Tantangan ini diakui Ahmad. Bahkan, Ahmad secara jujur mengakui jumlah pengunjung belakangan relative turun jika dibandingkan sebelumnya. Penyebabnya, orang sudah lebih mudah mengakses buku di internet.
“Naruto edisi terbaru misalnya sudah lebih dulu didapat di internet. Kita kan belakangan baru bisa memajangnya,” kata Ahmad.
Selain itu, kian bertambahnya tempat usaha penyewaan buku di Denpasar juga menyebabkan persaingan menjadi lebih ketat. Tempat-tempat penyewaan buku yang koleksinya terbatas akan segera ditinggal pelanggannya.
Di Yogyakarta, usaha penyewaan buku memang cukup banyak jumlahnya. Namun, banyak pula yang terpaksa gulung tikar karena tak mampu bersaing. Yang diajak bersaing bukan saja sesame tempat penyewaan buku, tetapi juga play station dan internet.

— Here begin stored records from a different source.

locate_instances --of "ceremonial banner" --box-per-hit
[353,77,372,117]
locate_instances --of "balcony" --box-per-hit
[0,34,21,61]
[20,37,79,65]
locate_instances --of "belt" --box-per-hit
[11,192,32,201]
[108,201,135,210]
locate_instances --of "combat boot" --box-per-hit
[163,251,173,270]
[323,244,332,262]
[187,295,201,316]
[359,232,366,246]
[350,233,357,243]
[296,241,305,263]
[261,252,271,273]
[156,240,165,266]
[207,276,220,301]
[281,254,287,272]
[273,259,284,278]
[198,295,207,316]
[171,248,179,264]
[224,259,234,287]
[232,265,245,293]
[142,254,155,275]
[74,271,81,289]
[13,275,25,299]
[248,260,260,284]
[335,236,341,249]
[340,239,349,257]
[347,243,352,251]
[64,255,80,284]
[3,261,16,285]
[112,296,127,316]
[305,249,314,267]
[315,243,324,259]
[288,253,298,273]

Karena itu, tak berlebihan jika Gde Aryantha Soethama, seorang pecinta buku yang pernah mengelola usaha penyewaan buku di era tahun 1985 agak pesimis dengan kehidupan tempat penyewaan buku ini. Menurutnya, bertumbuhnya usaha penyewaan buku di Denpasar lebih dilandasi niat coba-coba karena di Denpasar usaha serupa belum banyak seperti di Yogyakarta.